Although crowns are often called "permanent", they won't last for ever. In fact, the average life expectancy of a cap is actually about 10 years. Just about all insurance plans will pay to replace a new crown when it fails after only five years. Most dental clients don't understand how the cap can decay ... how can an object made of ceramic or metal develop a cavity? Nobody wants to invest another considerable chunk of cash to re-fix a tooth they assumed had been fixed in a permanent way.

When trying to explain the reasons why your tooth has to be fixed again, your dentist may perhaps express things like: "nothing will last forever" or "the oral cavity is a really hostile environment". He / She may even pass the blame over to you by implying that substandard oral hygiene and bacterial plaque at the gum line was the reason the crown has failed. The only problem with this conclusion is this: assuming lousy oral hygiene was to blame, every one of your teeth should be decayed ... not just the single crowned tooth.

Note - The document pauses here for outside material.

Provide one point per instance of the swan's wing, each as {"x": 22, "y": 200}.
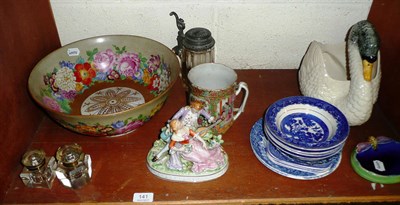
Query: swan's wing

If you are a thinking person, the warning flags should be soaring about now ... this story does not entirely seem sensible. The key reason crowns fail after some time is because of a critical engineering mistake. Caps are made of materials that happen to be quite rigid ... porcelain, gold or porcelain fused to gold. Surprisingly, your teeth are actually very flexible. There' re intended to bend at the gum line under biting forces.

Now for the exact reason you need a replacement crown. Each time you bite your teeth together, a battle occurs between your bendable tooth and the unbending cap. This will cause strain to occur and your gum-line that finally "pops the seal" between your tooth and the cap. The defective seal lets harmful bacteria to invade the open space underneath the crown and eventually a cavity develops. In dentistry we call this bacterial attack "crown leakage" ... you will have a different way to describe it!

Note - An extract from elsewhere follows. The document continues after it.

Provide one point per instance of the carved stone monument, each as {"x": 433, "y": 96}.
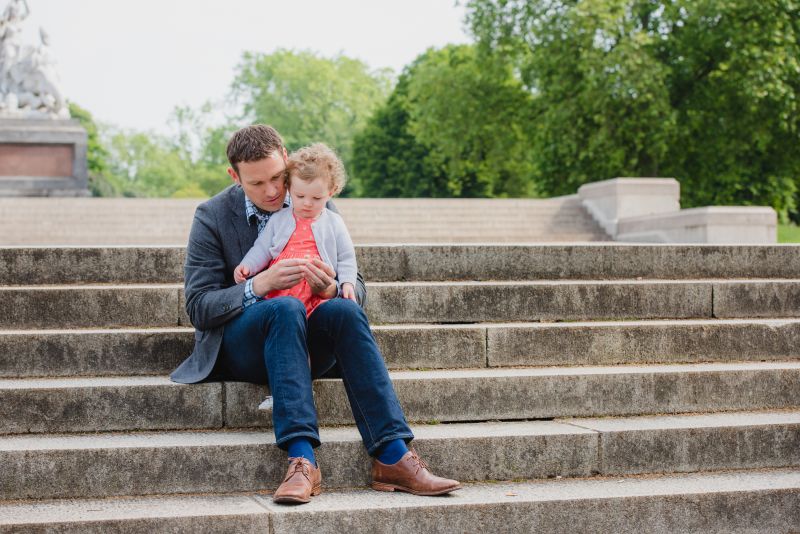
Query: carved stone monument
{"x": 42, "y": 151}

There's a small division of dental art known as biomimetic dentistry that recognizes and tackles the issue of crown leakage. To start with, biomimetic practitioners rarely if ever install crowns on teeth. Second of all, these dentists never place unbending, inflexible materials at the gum-line when rebuilding your teeth. By simply restoring your teeth with techniques that mimic nature, leaking crowns and "surprise root canal treatments" are generally prevented.

Biomimetic dental procedures are perfect alternatives to caps, mimic the un-restored teeth under function, provide very long-lasting dental treatments and significantly lessen the need for root canal treatment.